Господи, помоги! Господи, помоги! Люди Твои, Господи, кричат к Тебе.
*Нужно знать учение отцов о том, что в то время, как всякое доброделание, например, пост, может сделаться своим и привычным для человека, — молитва всегда остается как бы непривычной. Отцы говорили, что молитва — это доброделание ангелов. Как часто убеждаешься в этой особенности молитвы, вводя себе с таким трудом на утренние молитвы, то есть на такую, казалось бы, хоженую тропу. Вот почему, учат отцы, как опасна всякая прерывность в молитве и, наоборот, благодетельно принуждение своего «правила», понимаемого как кнут. «Царство Божие нудится», т. е. силой берется, принуждением себя. Сказано так же, что Царствие Божие — в сердце. Надо взять сердце в руку, теплую, но твердую, и тогда начинает укореняться молитва.

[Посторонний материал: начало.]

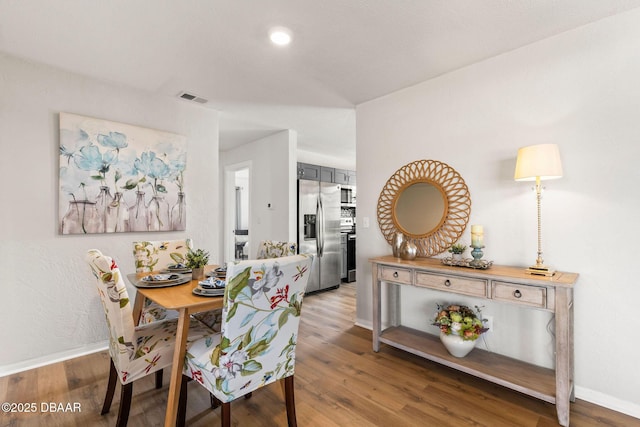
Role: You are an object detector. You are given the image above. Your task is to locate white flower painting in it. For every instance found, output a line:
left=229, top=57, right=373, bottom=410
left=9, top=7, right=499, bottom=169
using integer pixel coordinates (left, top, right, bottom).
left=59, top=113, right=187, bottom=234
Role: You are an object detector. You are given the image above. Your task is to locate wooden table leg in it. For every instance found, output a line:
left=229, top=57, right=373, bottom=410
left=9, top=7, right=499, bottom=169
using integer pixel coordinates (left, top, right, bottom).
left=132, top=292, right=145, bottom=326
left=165, top=308, right=190, bottom=427
left=555, top=287, right=572, bottom=427
left=372, top=265, right=381, bottom=352
left=389, top=282, right=400, bottom=327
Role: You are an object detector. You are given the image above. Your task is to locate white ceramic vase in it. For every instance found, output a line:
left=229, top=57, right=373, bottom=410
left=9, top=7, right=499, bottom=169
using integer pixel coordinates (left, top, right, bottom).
left=440, top=332, right=477, bottom=358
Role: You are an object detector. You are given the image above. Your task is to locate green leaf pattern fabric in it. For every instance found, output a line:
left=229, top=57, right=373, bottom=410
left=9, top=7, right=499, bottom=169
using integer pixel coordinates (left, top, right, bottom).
left=132, top=239, right=192, bottom=273
left=183, top=254, right=314, bottom=403
left=194, top=240, right=296, bottom=332
left=132, top=239, right=192, bottom=324
left=256, top=240, right=297, bottom=259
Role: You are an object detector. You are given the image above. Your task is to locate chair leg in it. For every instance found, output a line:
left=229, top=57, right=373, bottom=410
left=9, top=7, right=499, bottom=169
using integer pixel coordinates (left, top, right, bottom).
left=155, top=369, right=163, bottom=389
left=101, top=359, right=118, bottom=415
left=116, top=382, right=133, bottom=427
left=221, top=402, right=231, bottom=427
left=210, top=393, right=221, bottom=409
left=177, top=375, right=189, bottom=427
left=284, top=376, right=297, bottom=427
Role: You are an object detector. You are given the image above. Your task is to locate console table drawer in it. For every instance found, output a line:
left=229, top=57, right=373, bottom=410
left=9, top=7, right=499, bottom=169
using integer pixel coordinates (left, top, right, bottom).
left=492, top=281, right=547, bottom=308
left=379, top=266, right=413, bottom=284
left=415, top=272, right=487, bottom=297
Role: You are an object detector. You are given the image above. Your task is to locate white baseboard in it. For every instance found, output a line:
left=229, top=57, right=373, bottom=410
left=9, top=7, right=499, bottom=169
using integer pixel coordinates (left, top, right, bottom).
left=575, top=386, right=640, bottom=420
left=354, top=318, right=639, bottom=420
left=0, top=341, right=108, bottom=377
left=354, top=319, right=372, bottom=330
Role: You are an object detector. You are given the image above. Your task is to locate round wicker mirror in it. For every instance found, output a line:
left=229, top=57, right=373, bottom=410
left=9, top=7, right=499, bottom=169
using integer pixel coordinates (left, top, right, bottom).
left=377, top=159, right=471, bottom=257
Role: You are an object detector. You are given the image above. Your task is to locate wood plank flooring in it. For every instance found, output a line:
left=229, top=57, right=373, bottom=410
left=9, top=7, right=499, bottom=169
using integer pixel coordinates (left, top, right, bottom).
left=1, top=282, right=638, bottom=426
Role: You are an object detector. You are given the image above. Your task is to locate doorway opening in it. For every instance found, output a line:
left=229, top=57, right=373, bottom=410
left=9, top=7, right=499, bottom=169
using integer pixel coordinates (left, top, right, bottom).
left=224, top=162, right=251, bottom=262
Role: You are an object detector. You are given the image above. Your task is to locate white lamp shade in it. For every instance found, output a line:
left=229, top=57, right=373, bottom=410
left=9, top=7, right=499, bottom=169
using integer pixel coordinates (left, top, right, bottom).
left=514, top=143, right=563, bottom=181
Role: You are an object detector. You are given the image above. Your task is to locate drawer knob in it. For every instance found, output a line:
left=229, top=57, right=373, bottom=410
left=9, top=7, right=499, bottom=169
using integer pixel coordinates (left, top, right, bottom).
left=393, top=271, right=399, bottom=278
left=444, top=279, right=451, bottom=287
left=513, top=290, right=522, bottom=298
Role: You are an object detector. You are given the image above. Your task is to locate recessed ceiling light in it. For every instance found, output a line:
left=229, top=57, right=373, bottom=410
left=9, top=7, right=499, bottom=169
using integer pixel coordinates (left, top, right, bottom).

Отец Валентин Свенцицкий учил, что непрестанную молитву не надо прекращать и во время богослужения.
*Я только раз в жизни испытал радости щедрости, а ведь есть и (сейчас) люди, которые несут щедрое сердце всю свою жизнь.
Это было в Бутырской тюрьме осенью 1922 года, и это было как светлый ветер, выметавший сор души. Я готовился к этапу и раздавал, что имел, и, чем больше раздавал, тем глубже дышал воздухом свободы, в которой мы призваны быть всегда. И это время тюремного дерзания так и осталось сладчайшим временем жизни. Почему я тогда не умер?
*Та простота и вера, к которой завет апостол, конечно, не есть упрощение. Это только введение всех своих мыслей и чувств в евангельское ученичество Христу. И только это может провести людей в лабиринте и в туманной современности.
О людях Христовой простоты так сказано: «Это те, которые следуют за Агнцем, куда бы он ни пошел… И в устах их нет лукавства» (Откр. 14:4—5).
*Подвиг жизни в христианстве не может быть каким–то посильным страданием. Но страдание в христианстве — это только неизбежность родов, процесса мучительного, но радостного по результатам. «Жена, когда рожает, терпит скорбь, потому что пришел час ее; но когда родит младенца, уже не помнит скорби от радости, потому что родился человек в мир» (Ин. 16:21).
И наше христианство проверяется этим сочетанием: рождается ли в нас уже теперь, сейчас, «этот младенец радости»? «Ибо по мере как умножаются в нас страдания Христовы, умножается Христом и утешение наше» (2 Кор. 1:5).
Когда мы ожесточаемся и то и дело брюзжим по всякому поводу, — это очень опасный признак. Надо иметь, если не радость, то хотя бы благодушие, а если не благодушие, то хотя бы юмор к своим напастям и искушениям. В глазах Христовых наше «интеллигентское изнеможение» от жизни есть уже какой–то отказ от креста. Первую историческую Церковь Он хвалит в таких словах: «Ты много переносил и имеешь терпение, и для имени Моего трудился и не изнемогал» (Откр. 2:3).
*«Прежде честнаго Твоего Креста, воинам ругающимся Тебе, Господи, умная воинства дивляхуся; обложился бо еси венцем поругания, землю живописавый цветы, багряницею поругания оделся еси, облаки одеваяй твердь. Таковым бо смотрением разумеся Твое благоутробие, Христе. Велия Твоя милость, слава Тебе» (Вел. Пятница. Тропарь, 3–го часа).
По апостолу, мы «наследники Божии, сонаследники же Христу, если только с Ним страдаем, чтобы с Ним и прославиться» (Рим. 8:17). «Если только». Страдание утверждается в христианстве, что оно есть «средство для великого восхождения к Богу» («Цитадель»). Хотящему быть христианином неизбежно открыть в своем сердце некую теплую боль, животворную язву: свое соучастие в жизни и страдании Христа и людей.